Awww how cute is this ? Thanks for sharing !


----------



## ArreauStandardPoodle (Sep 1, 2009)

She is just adorable!!!


----------



## Cdnjennga (Jul 30, 2009)

Awwww, cute! I love her white chest and toes. What's her background in terms of pedigree?


----------



## roxy25 (Dec 18, 2008)

she is very cute


----------



## WonderPup (Oct 26, 2008)

Awww she is adorable!! 

Question, do their coats change like poodles or do they stay the same texture throughout life?


----------



## Ladybug (Jan 2, 2010)

How adorable! I love the lion clip.. it suits her!!


----------



## KalaMama (Nov 20, 2009)

Cdnjennga said:


> Awwww, cute! I love her white chest and toes. What's her background in terms of pedigree?


Her sire is CH SaltyDawg's Dream Catcher
Dam is Aust CH Do Gato's Mimosa at Sunnyhill


----------



## KalaMama (Nov 20, 2009)

WonderPup said:


> Awww she is adorable!!
> 
> Question, do their coats change like poodles or do they stay the same texture throughout life?


They do have a coat change but the texture also depends on the type of coat. There is wavy and curly.
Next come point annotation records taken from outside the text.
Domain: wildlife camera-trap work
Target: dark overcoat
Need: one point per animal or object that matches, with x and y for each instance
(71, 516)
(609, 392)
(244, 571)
Curly is much like a poodle, but both my girls are wavies so there hair is more fleecey right now and will get wavier. There can also be a mix of both coats.


----------



## KalaMama (Nov 20, 2009)

Thanks for all the nice comments!! She and her Poodle sister get along famously I think Kala really loves having her around. Now if I can just protect her show coat from this new little munchkin!!


----------